懸空山,三十三天域之一“玉清天”的至高道統所在。
這里并非坐落于凡俗山岳,而是懸浮于無垠云海之上,由無數座倒懸的神山、流淌著瓊漿玉液的星河、以及由純粹道則凝聚的宮殿樓閣構成。仙鶴翔集,瑞獸潛躍,空氣中彌漫的并非尋常靈氣,而是更為精粹高級的“仙靈之氣”,呼吸之間都仿佛在洗滌神魂,增進道行。
其中一座最為幽靜、通體由“萬年寒月玉”筑成的宮殿,名為“廣寒殿”,便是青璃元君賜予蘇挽晴的清修之所。
殿內,蘇挽晴一襲素白道裙,閉目盤坐于一方凝聚了太陰本源之力的玉臺之上。周身清輝流轉,如月華籠罩,冰冷而圣潔。她的氣息比之在歸墟時強大了何止十倍,已然突破了化神壁壘,穩步向著更高境界邁進。太陰玄魄的恐怖潛力,在懸空山這等頂級仙門的資源傾注和青璃元君的親手指點下,正被飛速挖掘。
然而,若有人能窺見她平靜面容下的心湖,便會發現那并非一潭死水,而是暗流洶涌。
她的神識之海中,并非僅僅在推演太陰妙法,更多的,是一幕幕無法磨滅的畫面在反復浮現——
是凌昭擋在她身前,面對青璃元君那如淵威壓時挺直的脊梁;是他立下那踏平懸空山誓時,眼中燃燒的決絕火焰;是兩人在星隕閣相伴修行、在宙光梭內并肩作戰的點點滴滴;更是最后分別時,他深深凝望她的那一眼,包含了太多無法說的情緒。
“凌昭……”
她在心中無聲地呼喚這個名字,一股尖銳的思念如同冰錐,刺穿了她因修煉太陰之力而愈發清冷的心境。這思念與懸空山無處不在的、要求弟子“斬情斷欲”、“契合天道”的氛圍格格不入。

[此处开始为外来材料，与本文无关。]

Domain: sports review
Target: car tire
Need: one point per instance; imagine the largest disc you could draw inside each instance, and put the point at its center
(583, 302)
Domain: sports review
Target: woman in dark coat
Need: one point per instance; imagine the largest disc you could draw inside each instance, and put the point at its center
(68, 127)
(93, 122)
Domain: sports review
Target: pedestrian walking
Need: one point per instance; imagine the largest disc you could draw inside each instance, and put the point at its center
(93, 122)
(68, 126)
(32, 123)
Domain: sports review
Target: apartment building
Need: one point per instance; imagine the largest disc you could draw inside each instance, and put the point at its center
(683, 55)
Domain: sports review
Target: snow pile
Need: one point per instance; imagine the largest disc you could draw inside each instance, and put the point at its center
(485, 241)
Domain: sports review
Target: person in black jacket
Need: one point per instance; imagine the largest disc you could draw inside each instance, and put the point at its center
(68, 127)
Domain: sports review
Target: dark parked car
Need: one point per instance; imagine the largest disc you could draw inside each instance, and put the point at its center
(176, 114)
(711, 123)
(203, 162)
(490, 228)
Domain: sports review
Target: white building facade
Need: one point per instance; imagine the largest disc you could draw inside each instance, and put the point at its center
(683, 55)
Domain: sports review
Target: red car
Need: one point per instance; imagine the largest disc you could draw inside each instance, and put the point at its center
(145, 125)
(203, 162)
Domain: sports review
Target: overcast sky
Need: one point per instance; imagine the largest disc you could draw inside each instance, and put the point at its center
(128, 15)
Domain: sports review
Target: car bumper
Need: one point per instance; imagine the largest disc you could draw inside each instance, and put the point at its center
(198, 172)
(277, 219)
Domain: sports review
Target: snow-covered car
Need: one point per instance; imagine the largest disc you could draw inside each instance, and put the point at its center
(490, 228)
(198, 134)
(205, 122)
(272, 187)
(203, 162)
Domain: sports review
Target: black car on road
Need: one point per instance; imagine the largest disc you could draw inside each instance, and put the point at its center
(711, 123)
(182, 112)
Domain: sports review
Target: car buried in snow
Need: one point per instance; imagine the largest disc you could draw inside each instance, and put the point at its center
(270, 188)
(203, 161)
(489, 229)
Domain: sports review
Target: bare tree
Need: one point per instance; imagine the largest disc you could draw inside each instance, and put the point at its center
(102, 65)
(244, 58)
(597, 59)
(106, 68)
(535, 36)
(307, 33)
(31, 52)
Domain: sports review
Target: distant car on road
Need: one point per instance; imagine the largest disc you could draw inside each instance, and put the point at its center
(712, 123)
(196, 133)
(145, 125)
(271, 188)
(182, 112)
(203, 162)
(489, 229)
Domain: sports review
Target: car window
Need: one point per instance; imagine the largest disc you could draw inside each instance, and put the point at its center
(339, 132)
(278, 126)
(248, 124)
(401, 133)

青璃元君并未苛待她,相反,給予了最好的資源和最高的期待。但這份期待背后,是一種將她視為“太陰玄魄”載體、而非獨立個體的淡漠。周圍的同門,或敬畏她的天賦,或嫉妒她的機緣,卻無一人能真正交心。這里的仙氣縹緲,道法高深,卻讓她感到一種深入骨髓的孤獨。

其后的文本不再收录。